Tryton wyprodukował fajną szlifierkę żyrafę, THZ600. Tak jak kolega wyżej napisał, nie ma co wydawać masy pieniędzy, ale i tak myślę, że spokojnie po tym co masz teraz zrobić będziesz mógł jej jeszcze sporo używać. Mam od nich wiertarkę, też mi mówili, że tania się zaraz rozleci, a tu zonk i pracuję nią do dzisiaj.

----------


## malawiedzma

tez mamy w domu trytona - maz sobie chwali  :smile: )

----------


## adamek345

ja w domu mam wiertarkę trytona już 2 rok i nie narzekam.

----------


## KrzysiekBe

odnawiam temat, co kupić do szlifowania gładzi? właśnie biorę się za remont mieszkania 42 metry, niestety na sufitach sa styropianowe kasetony.
będę to zrywał a później gładził. co w dobrej cenie polecacie do szlifowania?

----------


## Łukasz,

Ktoś może podzieli się jak sprawdzają się szlifierki z niższej półki taki do 1000zł.

----------


## Pod

Mam pytanie jaki odkurzacz nalepiej kupic do Dedry? Mam odkurzacz przemyslowy karcher ale taki tani zwykły garażowy/ Czy on w jakimś stopniu sie może nadać?

----------


## darkob

> Mam pytanie jaki odkurzacz nalepiej kupic do Dedry? Mam odkurzacz przemyslowy karcher ale taki tani zwykły garażowy/ Czy on w jakimś stopniu sie może nadać?


Używałem przy żyrafie Pansam odkurzaczy bosch gas 25,karcher 35 tact i starmix 1435 i ten ostatni najlepszy -pełny automat ,dwa wkłady filtrujące ale niestety drogi.

----------


## bladyy78

Odkurzacz do żyrafy musi być z funkcja otrzepywania worka, w innym wypadku tani odkurzacz przemysłowy długo nie pociągnie.

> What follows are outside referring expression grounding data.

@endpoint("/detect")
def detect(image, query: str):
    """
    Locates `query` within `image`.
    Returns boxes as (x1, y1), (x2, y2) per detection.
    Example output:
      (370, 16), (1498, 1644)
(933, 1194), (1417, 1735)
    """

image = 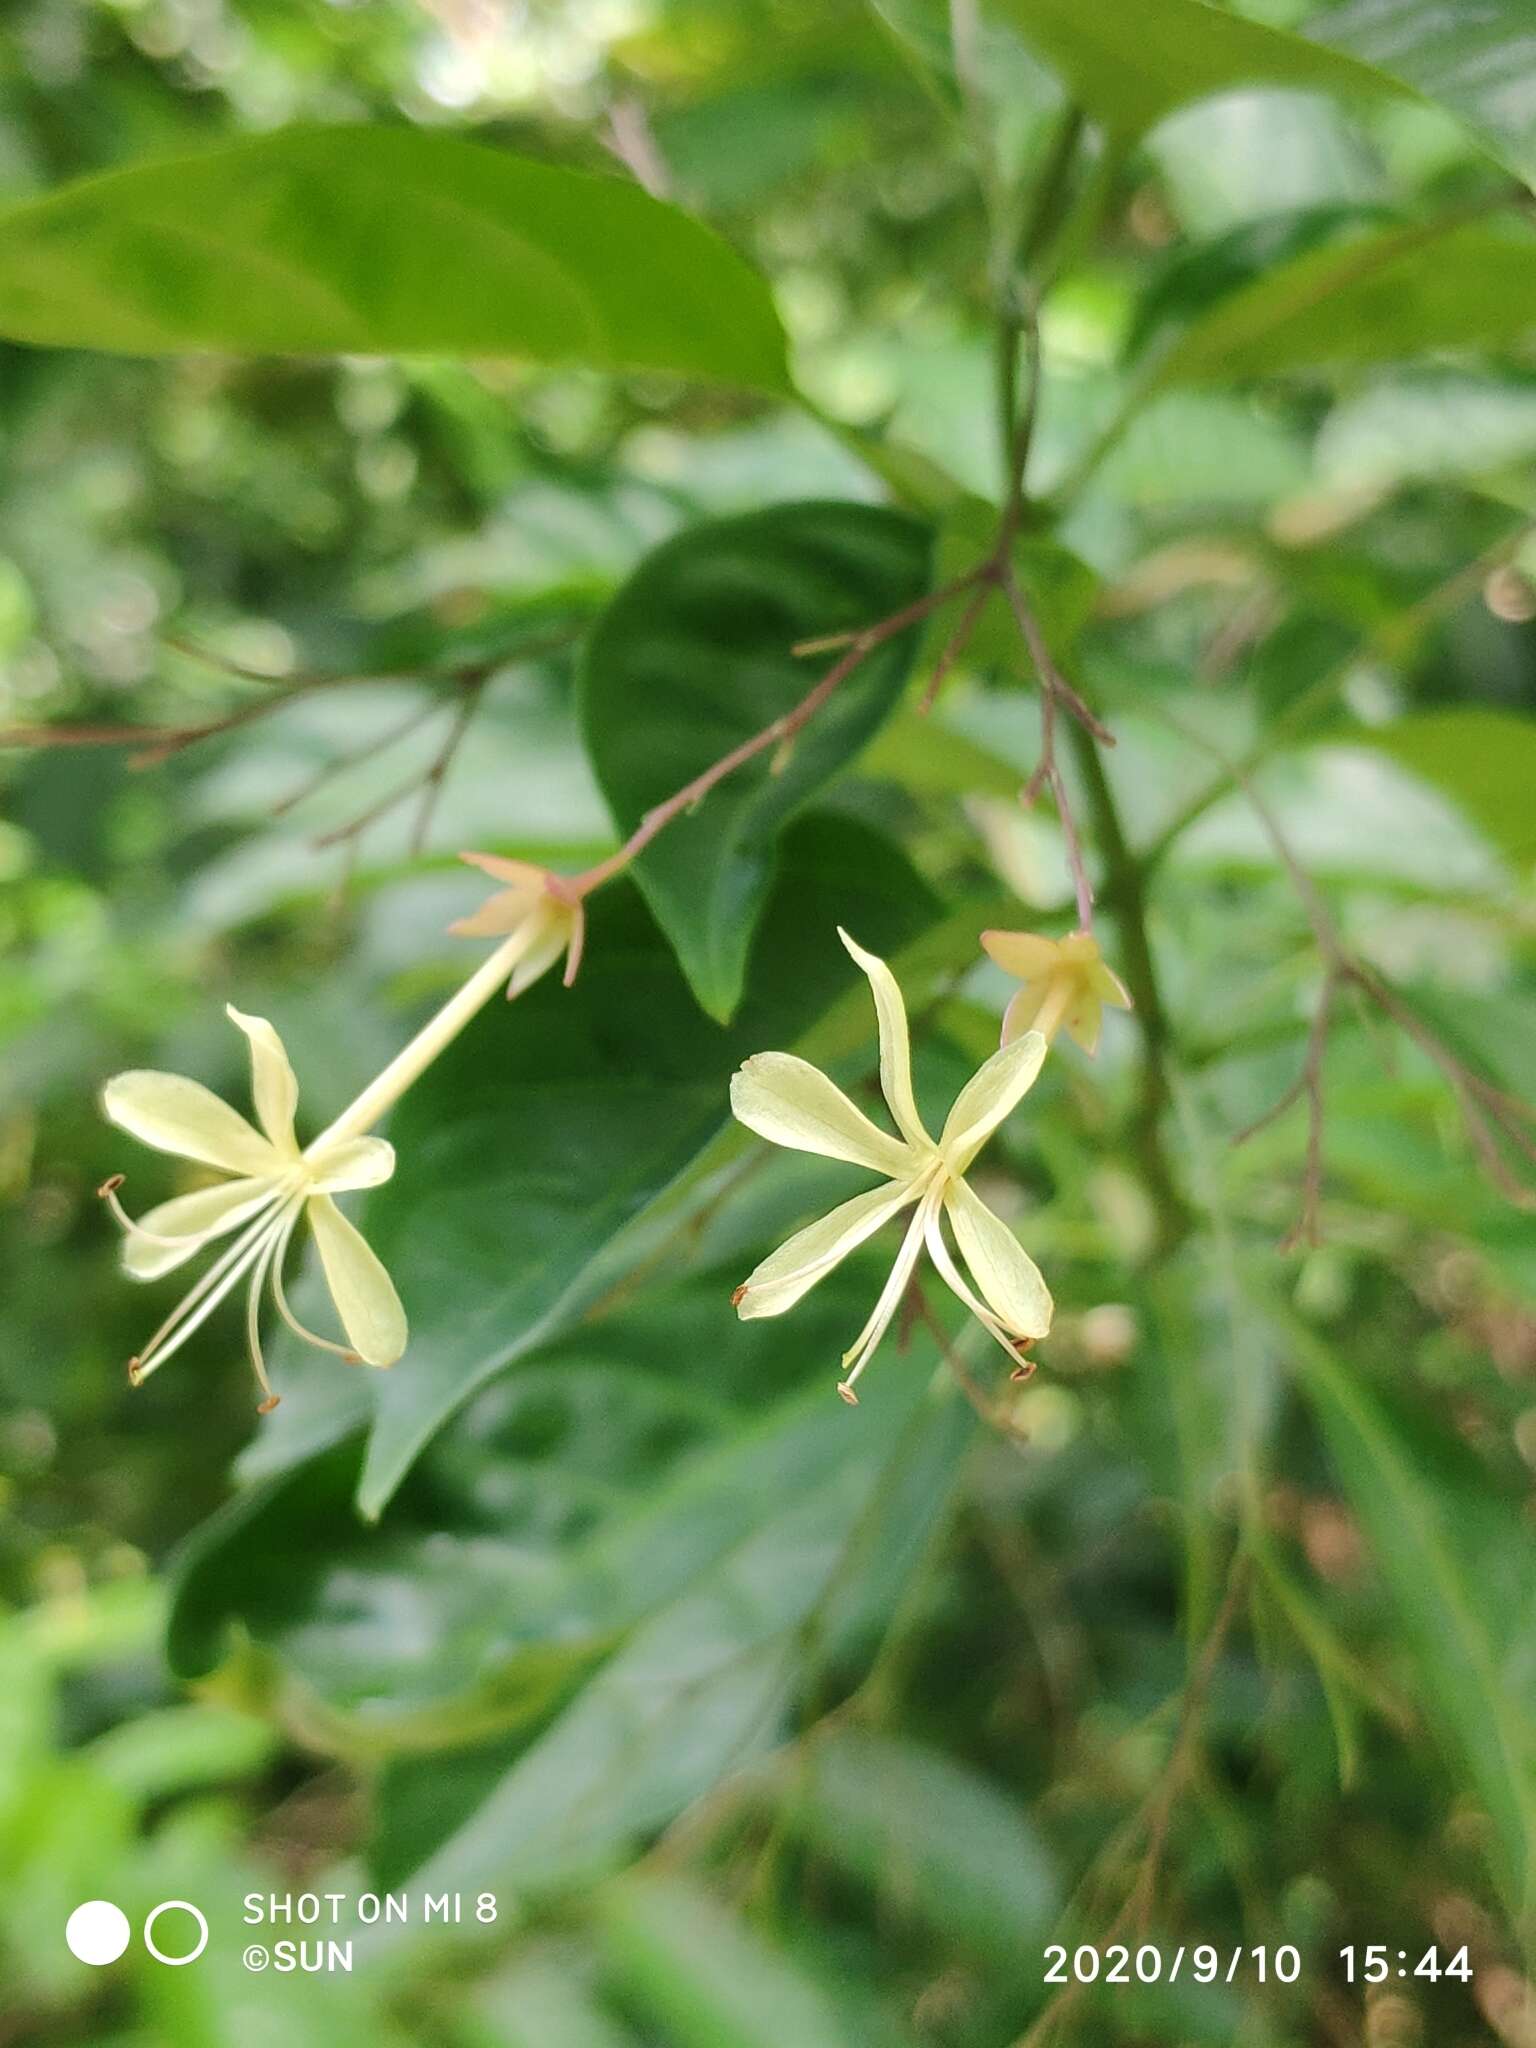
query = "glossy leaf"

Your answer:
(389, 1350), (966, 1901)
(917, 494), (1098, 685)
(1312, 0), (1536, 188)
(988, 0), (1396, 137)
(0, 128), (790, 391)
(1151, 215), (1536, 384)
(581, 502), (932, 1020)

Worek pyłem szybko się zapycha i siła ciągu diametralnie spada.

----------


## georgegsxr

> Ktoś może podzieli się jak sprawdzają się szlifierki z niższej półki taki do 1000zł.

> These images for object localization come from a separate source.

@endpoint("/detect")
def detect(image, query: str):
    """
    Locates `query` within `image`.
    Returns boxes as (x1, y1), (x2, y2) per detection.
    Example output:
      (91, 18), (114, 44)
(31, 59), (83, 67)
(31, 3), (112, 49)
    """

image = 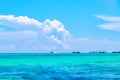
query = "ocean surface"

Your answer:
(0, 53), (120, 80)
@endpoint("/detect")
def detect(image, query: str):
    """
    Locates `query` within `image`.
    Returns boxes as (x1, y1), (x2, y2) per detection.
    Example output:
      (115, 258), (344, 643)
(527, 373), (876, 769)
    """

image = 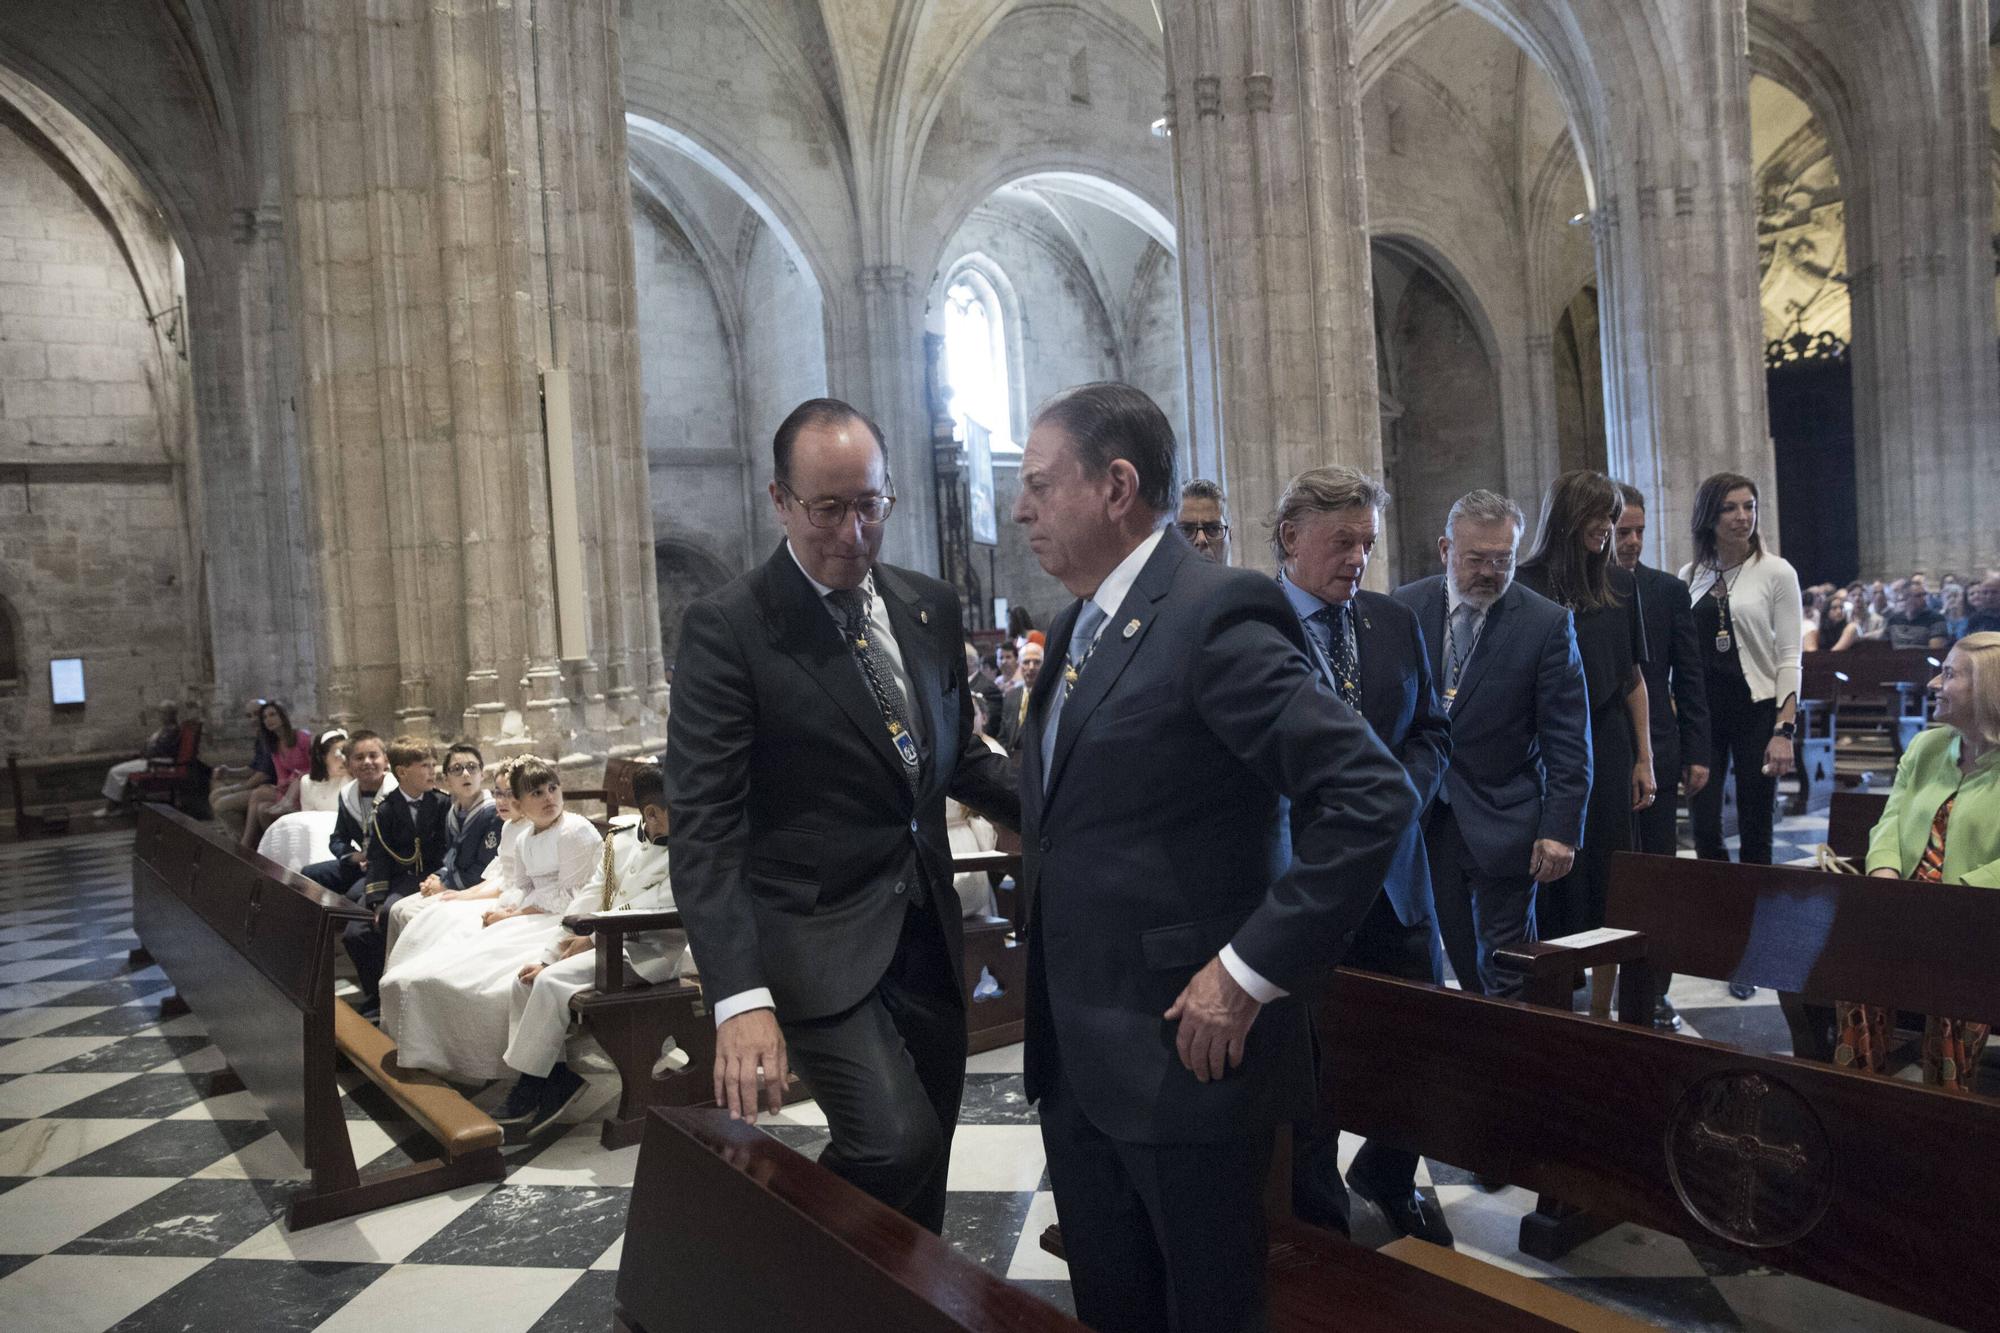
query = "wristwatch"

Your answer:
(1772, 721), (1797, 740)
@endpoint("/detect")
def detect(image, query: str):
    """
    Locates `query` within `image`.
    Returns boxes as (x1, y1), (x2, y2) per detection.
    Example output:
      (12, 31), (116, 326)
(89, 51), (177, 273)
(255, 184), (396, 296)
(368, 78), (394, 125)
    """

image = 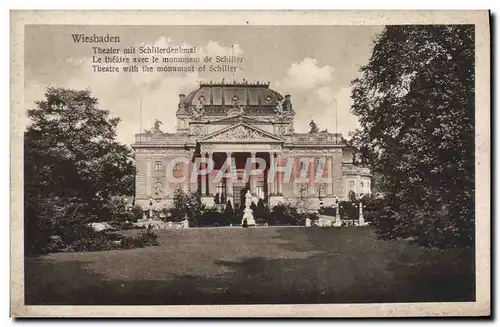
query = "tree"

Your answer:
(254, 198), (271, 224)
(24, 87), (135, 254)
(348, 191), (357, 203)
(131, 205), (145, 222)
(169, 189), (206, 224)
(350, 25), (474, 247)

w 2007 roku kupiłem dedre 7749 i odkurzacz sparky 1400w 30L Obie maszyny mmam do dzisiaj a mamy 2018 rok
Zyrafa jest niezniszczalna.Troche ciezka,bardzo prosta i toporna ,ale ciagle działa. Raz wymieniłem linke ,włącznik ,szczotki i talerz i to wszystko przez 10 lat. Wyczysciła juz z 15 tys m2 gładzi. Trzeba smarowac regularne linke przeguby i delikatnie sciagac papier na zmiane zeby nie uszkodzic tarczy.

Odkurzacz po 3 latach mial wymiane wirnika.Trzeba jednak zawsze używac worków.
Pył gipsowy jest bardzo drobny i nawet starmix z otrzasaczem wykonczy sie szybko bez worków.

----------